Glissement hypothétique de roches

L’AIEA a pris en compte un scénario qui pourrait se produire dans un avenir plus ou moins proche dans la partie nord de l’atoll, où des failles sont déjà apparues et où une surveillance continuelle est assurée. Il s’agit du glissement hypothétique de roches carbonatées.
L’AIEA : une dispersion du nucléaire en cas d’effondrement
L’AIEA, l’Agence internationale de l’énergie atomique, un organisme créé par l’ONU et donc indépendant du gouvernement français, a étudié dans son rapport de 1998, la possibilité d’effondrement d’une partie de l’atoll de Moruroa, dont la partie coralienne a été fragilisée par les tirs, au point de faire apparaître des failles : “Les essais nucléaires souterrains ont provoqué des ruptures des pentes sous-marines sur les flancs des parties sud et nord de la couronne de Moruroa.

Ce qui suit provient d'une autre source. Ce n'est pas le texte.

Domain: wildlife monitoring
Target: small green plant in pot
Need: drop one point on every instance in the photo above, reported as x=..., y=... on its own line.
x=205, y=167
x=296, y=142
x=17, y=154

Les ruptures survenues dans la partie nord sont quelque peu préoccupantes, car le lentmouvement de fluage (ndlr = déformation lente) continue. Ces mouvements comportent un risque de glissement de roches carbonatées. Selon l’endroit du flanc où se produirait un glissement, une certaine quantité de matières radioactives pourrait être relâchée dans l’océan. Mais le relâchement serait limité à la quantité présente dans les roches carbonatées près de la zone où s’est produite la rupture par cisaillement.” (page 51).

L’AIEA souligne que c’est dans la zone nord de Moruroa que ce risque d’effondrement est le plus fort, là où ont été effectués les tirs de sécurité de faible puissance, mais à une plus faible profondeur. Et l’agence a étudié cette hypothèse, avec le calcul de la dispersion des matières nucléaires qui s’échapperaient dans l’immensité de l’océan. Pour conclure (page 56) : “À l’exception d’un évènement disruptif extrême (ndlr = de rupture ) hypothétique, les concentrations de radionucléides prévues à long terme tombent aux niveaux ambiants dans l’océan au-delà d’une centaine de kilomètres des atolls de Moruroa et Fangataufa. Ainsi, à Tureia, les concentrations prévues seront voisines des niveaux ambiants et sans importance du point de vue radiologique.”
Reste, bien sûr, le problème du raz-de-marée, qui pourrait être provoqué par l’effondrement d’une partie de cet atoll deMoruroa, d’un périmètre de 63 km.